Man Spots Packs Of Wolverines Chasing Grizzlies

Wolverine Yellowstone
Hans Veth

A pack of wolverines? Run the other way!

These are some of the, if not the most ferocious animals out there.

Wolverines are a medium-sized carnivore, with males weighing up to 45 pounds and females weighing around 26 pounds. They are solitary animals for most of the year, except during mating season, which usually takes place between May and August. During this time, they may form small packs to defend their territory and young.

Wolverines are opportunistic hunters, preying on a variety of animals such as rodents, birds, and even larger mammals like deer and caribou. Wolverines are known for their strength and fearlessness, as they will go after just about anything.

Wolverines are known to have confrontations with grizzly bears, which share their habitat. Grizzly bears are much larger than wolverines, with males weighing up to 600 pounds. However, wolverines are fierce predators and are not intimidated by bears.
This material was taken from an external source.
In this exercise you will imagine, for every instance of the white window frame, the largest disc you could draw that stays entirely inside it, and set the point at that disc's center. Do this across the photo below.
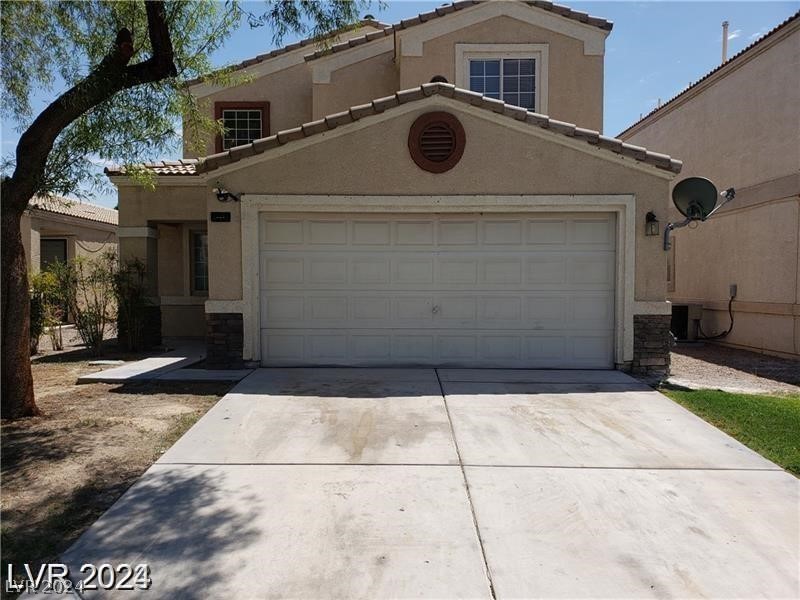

Giving how solitary wolverines are along with being stealthy, seeing them isn’t always a normal occurrence. Doug MacCartney, a guide with Yellowstone Insight had an incredible encounter while in the backcountry.

He explains the whole situation in the post along with photos to prove the groups of wolverines.

 “While hiking in the Teton Wilderness, my two companions (Steve and Bill) and I planned to summit a particular peak of interest to us. We left our campsite for our four mile route to the summit.

As we approached I noticed a grizzly sow with two COY (Cubs Of the Year) leaving a spit of snow a few hundred yards east of our spot. We started climbing the snow field while keeping an eye on the bears. The bear family got spread out in a line and we noticed that she had not two, but three COY in tow.

Suddenly Bill noticed that the bears were running. I looked to see why and notice a wolverine leaving the top of a big rock going in the bear’s direction. I then spotted another wolverine running toward the bears and then another. Bill and Steve thought I was crazy till they saw them too.

Then I saw another group of wolverines, a mother and two kits. It looked like the wolverines were chasing the bears for quite a while. But when the bears took an easier route out of the bowl along a rocky ledge, the growing group of wolverines went up into a higher snowfield and it was there that half of the wolverines continued up in the vertical rock face on the right side of the snow field while the rest crossed left on the snowfield and went up the vertical rock face to the left side.

It was very hard for us to keep track of all of the wolverines and the bears as they fled the area. I counted, for sure, a total of TWELVE wolverine at one time! Steve said he counted THIRTEEN which I don’t doubt (especially after looking at the photos).”


This stuff just doesn’t happen.

That is a once-in-a-lifetime day if there ever was one.